The statement dropped a reference to the next move being up or down although in a subsequent press conference he said that a rate cut was still possible.
"I think it would be pointless to do that, to remove an option. What we are saying is we are very data dependent, data-driven around how our projections unfold. The risks to the downside remain," he said.
The kiwi had already jumped on strong domestic jobs data Wednesday. It was further shored up after Republicans strengthened their control over the US Senate while Democrats took the House, as had been expected.
Sheldon Slabbert, a sales trader at CMC Markets, said he was slightly surprised the local currency didn't fall given that it would appear that Orr is in no hurry to lift rates.
"It's quite interesting that the kiwi didn't really react."
He noted the kiwi faces strong resistance around 68.20 to 68.45 US cents. "There's quite a bit of congestion there. There is a bit of a pause as the market digests things," he said.
Slabbert said the focus will now be on the US Federal Reserve, which is due to publish its statement early Friday New Zealand time. The Fed is widely expected to retain its hawkish stance. It has signalled a rate hike in December.

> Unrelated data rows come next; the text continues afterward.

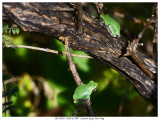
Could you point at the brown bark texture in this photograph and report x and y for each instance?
(59, 20)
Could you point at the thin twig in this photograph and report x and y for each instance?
(150, 20)
(48, 50)
(79, 18)
(71, 63)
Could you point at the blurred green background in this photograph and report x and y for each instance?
(45, 83)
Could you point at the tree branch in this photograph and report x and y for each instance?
(39, 17)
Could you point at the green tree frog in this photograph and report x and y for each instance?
(83, 92)
(113, 26)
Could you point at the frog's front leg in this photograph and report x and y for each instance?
(131, 51)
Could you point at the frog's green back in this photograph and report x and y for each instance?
(81, 92)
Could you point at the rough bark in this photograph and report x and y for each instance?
(58, 20)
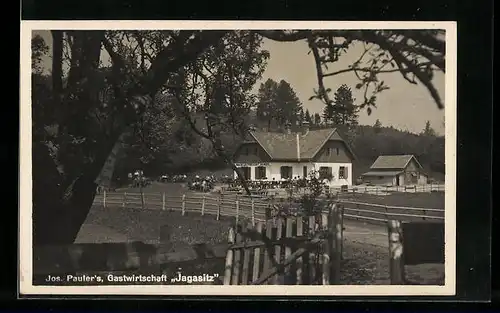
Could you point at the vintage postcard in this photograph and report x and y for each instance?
(237, 158)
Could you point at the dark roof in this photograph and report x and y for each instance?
(393, 161)
(296, 146)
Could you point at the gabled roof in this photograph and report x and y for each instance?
(296, 146)
(382, 173)
(393, 162)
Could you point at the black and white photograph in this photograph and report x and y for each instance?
(185, 158)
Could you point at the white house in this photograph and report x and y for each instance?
(275, 156)
(396, 170)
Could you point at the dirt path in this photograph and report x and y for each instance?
(92, 233)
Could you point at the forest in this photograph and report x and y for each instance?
(173, 100)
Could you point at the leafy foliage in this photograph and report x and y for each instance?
(84, 106)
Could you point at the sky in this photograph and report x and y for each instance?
(404, 106)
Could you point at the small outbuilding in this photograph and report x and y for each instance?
(395, 170)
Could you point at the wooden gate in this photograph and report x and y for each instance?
(287, 251)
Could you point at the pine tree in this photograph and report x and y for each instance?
(266, 103)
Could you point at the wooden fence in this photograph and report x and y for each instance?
(370, 212)
(375, 190)
(257, 209)
(239, 207)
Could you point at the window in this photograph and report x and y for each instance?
(286, 172)
(343, 172)
(325, 172)
(246, 172)
(260, 172)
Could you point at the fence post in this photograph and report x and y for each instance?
(396, 265)
(219, 207)
(163, 201)
(183, 208)
(336, 235)
(253, 213)
(237, 210)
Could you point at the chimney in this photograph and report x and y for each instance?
(305, 127)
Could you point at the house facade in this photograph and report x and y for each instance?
(278, 156)
(396, 170)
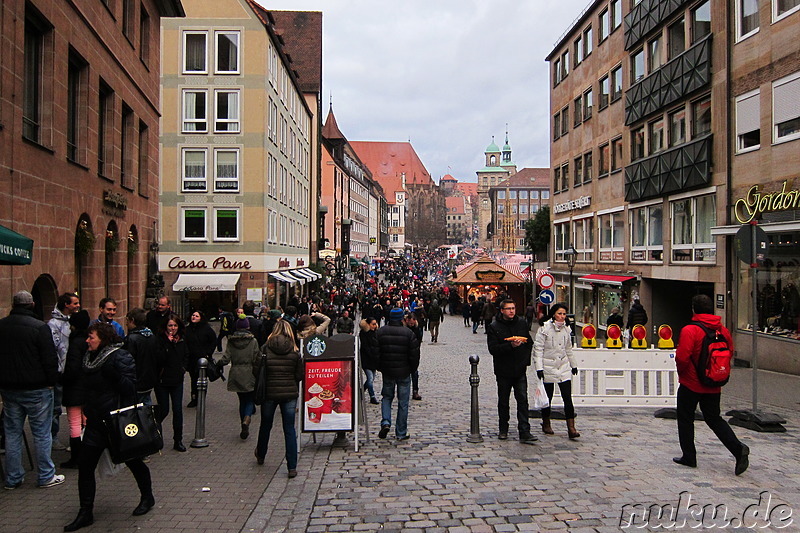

The kiwi traded at 93.14 Australian cents from 93 cents yesterday.
The New Zealand dollar traded at 51.66 British pence from 51.43 pence Wednesday, and at 59.34 euro cents from 58.98 cents. It was at 4.7007 Chinese yuan from 4.5885 yuan and at 77.11 yen from 76.44 yen.
New Zealand's two-year swap rate rose 3 basis points to 2.15 per cent; the 10-year swaps rose 7 basis points to 3.08 per cent.